I’m sure some of those are unemployed.

Sorry to post and run- I’m not opposed to minimizing the number of government employees in principle and in the long run. However, putting them out of work en masse in the middle of a recession will make things worse by adding to the jobless rate. The ideal time to minimize government is when the economy is doing well- that way, these people will be able to find jobs.

It’s in the derivatives:

Government spending can decrease economic growth.

Same old ideas.

Yes.

Regards,
Shodan

I think this points to a problematic issue.

As has been noted upthread small, entrepreneurial businesses need help. Problem is we see the big companies tending to swamp out the little guys. Is a WalMart in your town putting all the local businesses out of business an improvement to the local economy?

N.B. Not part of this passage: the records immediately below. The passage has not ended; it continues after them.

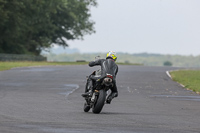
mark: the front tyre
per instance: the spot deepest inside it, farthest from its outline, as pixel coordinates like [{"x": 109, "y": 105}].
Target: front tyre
[{"x": 99, "y": 102}]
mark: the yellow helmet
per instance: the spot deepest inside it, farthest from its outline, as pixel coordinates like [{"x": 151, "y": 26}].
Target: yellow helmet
[{"x": 112, "y": 55}]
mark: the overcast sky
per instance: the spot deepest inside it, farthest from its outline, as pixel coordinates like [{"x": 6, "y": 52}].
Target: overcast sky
[{"x": 152, "y": 26}]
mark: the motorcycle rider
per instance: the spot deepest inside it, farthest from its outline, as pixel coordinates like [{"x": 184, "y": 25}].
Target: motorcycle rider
[{"x": 108, "y": 66}]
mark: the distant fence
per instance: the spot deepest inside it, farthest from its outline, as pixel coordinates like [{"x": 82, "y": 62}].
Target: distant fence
[{"x": 21, "y": 57}]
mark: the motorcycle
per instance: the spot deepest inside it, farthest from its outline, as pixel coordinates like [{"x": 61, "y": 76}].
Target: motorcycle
[{"x": 98, "y": 95}]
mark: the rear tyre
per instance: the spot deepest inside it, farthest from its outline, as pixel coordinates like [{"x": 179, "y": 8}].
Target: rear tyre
[
  {"x": 86, "y": 107},
  {"x": 99, "y": 102}
]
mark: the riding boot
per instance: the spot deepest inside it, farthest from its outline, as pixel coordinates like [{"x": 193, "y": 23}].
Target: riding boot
[{"x": 111, "y": 96}]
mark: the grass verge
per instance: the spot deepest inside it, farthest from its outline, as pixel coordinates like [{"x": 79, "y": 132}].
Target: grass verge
[
  {"x": 9, "y": 65},
  {"x": 189, "y": 78}
]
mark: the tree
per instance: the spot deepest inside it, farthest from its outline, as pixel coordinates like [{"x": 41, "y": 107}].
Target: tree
[{"x": 28, "y": 26}]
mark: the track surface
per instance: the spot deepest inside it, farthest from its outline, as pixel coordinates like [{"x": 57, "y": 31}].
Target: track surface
[{"x": 48, "y": 100}]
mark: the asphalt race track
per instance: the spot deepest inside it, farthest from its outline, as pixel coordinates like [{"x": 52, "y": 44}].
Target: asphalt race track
[{"x": 48, "y": 100}]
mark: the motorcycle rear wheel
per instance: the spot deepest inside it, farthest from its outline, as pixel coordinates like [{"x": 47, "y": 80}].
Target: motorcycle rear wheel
[
  {"x": 86, "y": 107},
  {"x": 97, "y": 107}
]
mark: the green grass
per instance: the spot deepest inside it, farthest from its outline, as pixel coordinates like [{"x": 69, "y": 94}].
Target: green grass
[
  {"x": 10, "y": 65},
  {"x": 189, "y": 78}
]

Been awhile but I seem to recall Hughes Aircraft looking for a new place to plop a factory (or relocate) a decade or two ago. They were able to shop state governments and those governments, in an effort to get jobs, would promise tax breaks and other goodies. IIRC Arizona passed a bill that benefited only Hughes aircraft with tax breaks and such (been awhile so my memory of it is hazy). This is an advantage a small business cannot hope to get.

Not sure how you fix that but it is a race to the bottom as states compete for business. Something has to give eventually.

Bolding mine.

Yes, I feel it is. First of all, Wal-Mart only “puts out of business” stores which offer a lower value for your money. So, if I have to spend $25 on a nice shirt at the local Threads store, I’m out $25 for one shirt. At WM, I can buy a nice shirt for $14.99 and have almost $10 left to spend elsewhere.

That’s a clear economic benefit, isn’t it?